NVIDIA NIM Deployment
Overview
Vi SDK provides tools for deploying and running inference with NVIDIA NIM (NVIDIA Inference Microservices) containers. NIM containers offer optimized GPU-accelerated inference for vision-language models.
Prerequisites
- Vi SDK installed with NIM deployment dependencies
- NVIDIA NGC API key for container registry access — Create account and generate API key
- Docker installed with GPU support
- NVIDIA GPU with appropriate drivers
- Secret key for deploying custom weights (optional)
Key features:
- Deploy NIM containers with automatic image pulling and setup
- Run inference with Vision-Language Models
- Custom model weights from Datature Vi
- Video processing support with Cosmos-Reason2
- Sampling parameters and guided decoding
- Container lifecycle management with automatic readiness checks
Currently supportedNIM Images:
cosmos-reason1-7b— 7B parameter model for visual reasoningcosmos-reason2-2b— 2B parameter model with video supportcosmos-reason2-8b— 8B parameter model with video supportTask types:
- Visual question answering — Answer questions about images and videos
- Phrase grounding — Detect and locate objects with bounding boxes
- Freeform — Open-ended image and video analysis
More NIM images and task types will be supported in future releases.

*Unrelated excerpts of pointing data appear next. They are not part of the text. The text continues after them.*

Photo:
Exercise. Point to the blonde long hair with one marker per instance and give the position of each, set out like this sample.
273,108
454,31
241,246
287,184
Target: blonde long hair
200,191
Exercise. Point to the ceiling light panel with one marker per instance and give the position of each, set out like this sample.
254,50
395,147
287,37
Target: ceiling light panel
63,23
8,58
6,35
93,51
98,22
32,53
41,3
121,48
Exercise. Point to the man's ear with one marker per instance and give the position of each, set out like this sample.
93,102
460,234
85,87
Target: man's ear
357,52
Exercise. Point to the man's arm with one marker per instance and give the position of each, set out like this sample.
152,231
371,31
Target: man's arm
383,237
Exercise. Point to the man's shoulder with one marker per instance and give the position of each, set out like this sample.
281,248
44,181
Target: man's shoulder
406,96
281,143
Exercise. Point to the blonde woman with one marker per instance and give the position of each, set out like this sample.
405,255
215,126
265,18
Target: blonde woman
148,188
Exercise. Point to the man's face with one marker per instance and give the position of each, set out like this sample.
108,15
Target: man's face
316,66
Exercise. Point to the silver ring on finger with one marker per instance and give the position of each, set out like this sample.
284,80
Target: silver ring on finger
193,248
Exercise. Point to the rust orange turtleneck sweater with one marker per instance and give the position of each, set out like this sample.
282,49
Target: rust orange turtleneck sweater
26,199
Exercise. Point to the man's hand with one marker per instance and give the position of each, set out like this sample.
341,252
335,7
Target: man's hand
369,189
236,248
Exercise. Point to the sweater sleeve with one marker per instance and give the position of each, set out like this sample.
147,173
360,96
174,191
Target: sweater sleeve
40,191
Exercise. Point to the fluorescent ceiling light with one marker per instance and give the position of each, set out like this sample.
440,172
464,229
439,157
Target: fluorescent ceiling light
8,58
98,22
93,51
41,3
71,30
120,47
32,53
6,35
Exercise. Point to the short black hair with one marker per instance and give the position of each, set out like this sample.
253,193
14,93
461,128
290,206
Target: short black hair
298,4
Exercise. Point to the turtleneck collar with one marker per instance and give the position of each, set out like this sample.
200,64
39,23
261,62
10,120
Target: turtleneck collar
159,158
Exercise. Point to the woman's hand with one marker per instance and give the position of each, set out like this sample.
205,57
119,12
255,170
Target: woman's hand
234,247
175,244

LoRA Adapter LimitationModels trained on Vi with LoRA adapters will only use the full base model weights when deployed with NIM. NVIDIA NIM does not currently support PEFT adapters, so LoRA adapter weights are not utilized during inference.
Installation
Install the SDK with NIM deployment dependencies:
pip install vi-sdk[deployment]This includes Docker SDK, OpenAI client, and NIM-specific dependencies.
Quick start
Deploy NIM container
from vi.deployment.nim import NIMDeployer, NIMConfig
# Create deployment config
config = NIMConfig(
nvidia_api_key="nvapi-...", # Your NGC API key
port=8000,
stream_logs=True
)
# Deploy container
deployer = NIMDeployer(config)
result = deployer.deploy()
print(f"Container running on port {result.port}")
print(f"Available models: {result.available_models}")Deploy with custom weights
Deploy a model trained on Datature Vi:
from vi.deployment.nim import NIMDeployer, NIMConfig
# Configure with custom weights
config = NIMConfig(
nvidia_api_key="nvapi-...",
secret_key="YOUR_DATATURE_VI_SECRET_KEY",
organization_id="YOUR_DATATURE_VI_ORGANIZATION_ID",
run_id="YOUR_DATATURE_VI_RUN_ID",
port=8000
)
# Deploy with custom weights
deployer = NIMDeployer(config)
result = deployer.deploy()Run inference
from vi.deployment.nim import NIMPredictor, NIMSamplingParams
# Create predictor (task_type auto-inferred from metadata)
predictor = NIMPredictor(config=config)
# Or specify task_type explicitly
predictor = NIMPredictor(
task_type="phrase-grounding",
config=config
)
# Run inference
result = predictor(source="image.jpg", stream=False)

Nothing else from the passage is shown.